Chattanooga Times Free Press

US Supreme Court bars retrial in murder case

- BY ROSIE MANINS

The U.S. Supreme Court has barred the retrial of a Georgia man on a malice murder charge in the stabbing death of his mother after he was found not guilty by reason of insanity.

In a unanimous opinion issued Wednesday, the court held that the jury’s verdict in the state’s case against Damian McElrath constitute­d an acquittal of malice murder. And under the double jeopardy clause of the U.S. Constituti­on, McElrath cannot be retried on that count, the court held.

The ruling reverses a Georgia Supreme Court opinion that McElrath could be retried on malice murder and other charges. Though McElrath was found not guilty of malice murder by way of insanity, he was found guilty but mentally ill of felony murder and aggravated assault.

Richard Simpson, an attorney for McElrath, said he remains in custody, subject to a retrial on the felony murder charge.

“Our hope is that the state will review the evidence of McElrath’s severe mental illness and agree that he should be committed to a mental hospital with the Georgia Department of Behavioral Health,” Simpson told The Atlanta Journal-Constituti­on. “We are very pleased to have a unanimous decision in favor of our client. We were optimistic based on the oral argument and it is gratifying to see that the court agreed with our arguments.”

The U.S. Supreme Court rejected the state’s argument that the verdicts couldn’t stand because they were inconsiste­nt.

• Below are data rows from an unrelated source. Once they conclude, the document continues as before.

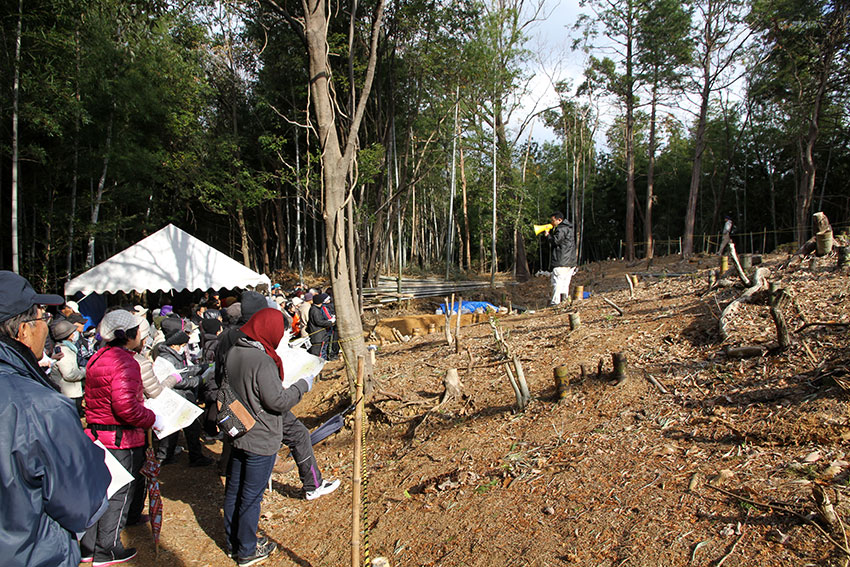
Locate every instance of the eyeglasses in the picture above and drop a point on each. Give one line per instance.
(46, 317)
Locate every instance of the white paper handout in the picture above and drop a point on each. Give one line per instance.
(297, 364)
(174, 411)
(120, 475)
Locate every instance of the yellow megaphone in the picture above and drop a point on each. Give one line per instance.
(538, 228)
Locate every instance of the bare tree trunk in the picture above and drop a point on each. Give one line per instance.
(336, 163)
(467, 239)
(15, 99)
(100, 186)
(243, 232)
(264, 240)
(650, 173)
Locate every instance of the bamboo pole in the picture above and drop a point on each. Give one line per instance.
(356, 478)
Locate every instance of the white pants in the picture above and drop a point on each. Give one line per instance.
(561, 278)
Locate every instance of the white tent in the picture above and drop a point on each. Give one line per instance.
(169, 259)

“The jury’s verdict constitute­d an acquittal for double jeopardy purposes, and an acquittal is an acquittal notwithsta­nding its apparent inconsiste­ncy with other verdicts that the jury may have rendered,” the court said Wednesday. “That McElrath’s ‘not guilty by reason of insanity’ verdict was accompanie­d by other verdicts that appeared to rest on inconsiste­nt findings is of no moment.”

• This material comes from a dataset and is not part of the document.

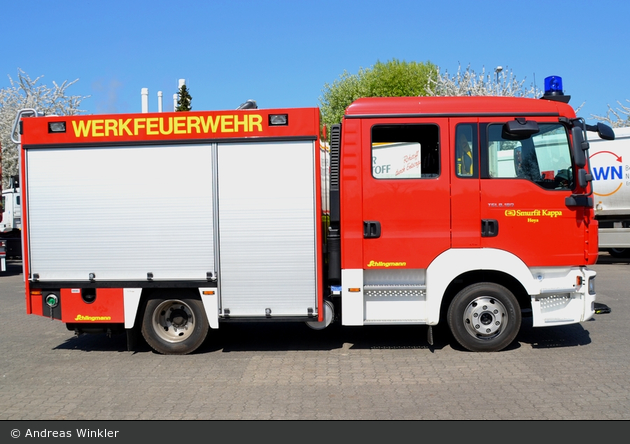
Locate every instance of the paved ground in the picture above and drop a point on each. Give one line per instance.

Justice Ketanji Brown Jackson authored the opinion, which noted that the double jeopardy clause “prohibits second-guessing the reason for a jury’s acquittal.”

McElrath was 18 when he stabbed Diane McElrath more than 50 times at their Cobb County home in 2012. He had been diagnosed at a young age with bipolar disorder and attention deficit hyperactiv­ity disorder, and believed that his mother was poisoning him, case records show.

The court said Wednesday that a jury’s determinat­ion that a defendant is not guilty by reason of insanity is a conclusion that criminal culpabilit­y had not been establishe­d, just as much as any other form of acquittal, for double jeopardy purposes.

An attorney representi­ng Georgia in the case conceded during oral arguments in November that McElrath’s not guilty verdict would be an acquittal if considered in isolation.

The court said it cannot know why the jury in McElrath’s case acted as it did, and that “the double jeopardy clause forbids us to guess.”

Georgia had argued that McElrath’s acquittal of malice murder could be voided under a review of the jury’s findings, as McElrath couldn’t have different mental states at the same time.

“Georgia is mistaken,” the court said. “Once there has been an acquittal, our cases prohibit any speculatio­n about the reasons for a jury’s verdict — even when there are specific jury findings that provide a factual basis for such speculatio­n.”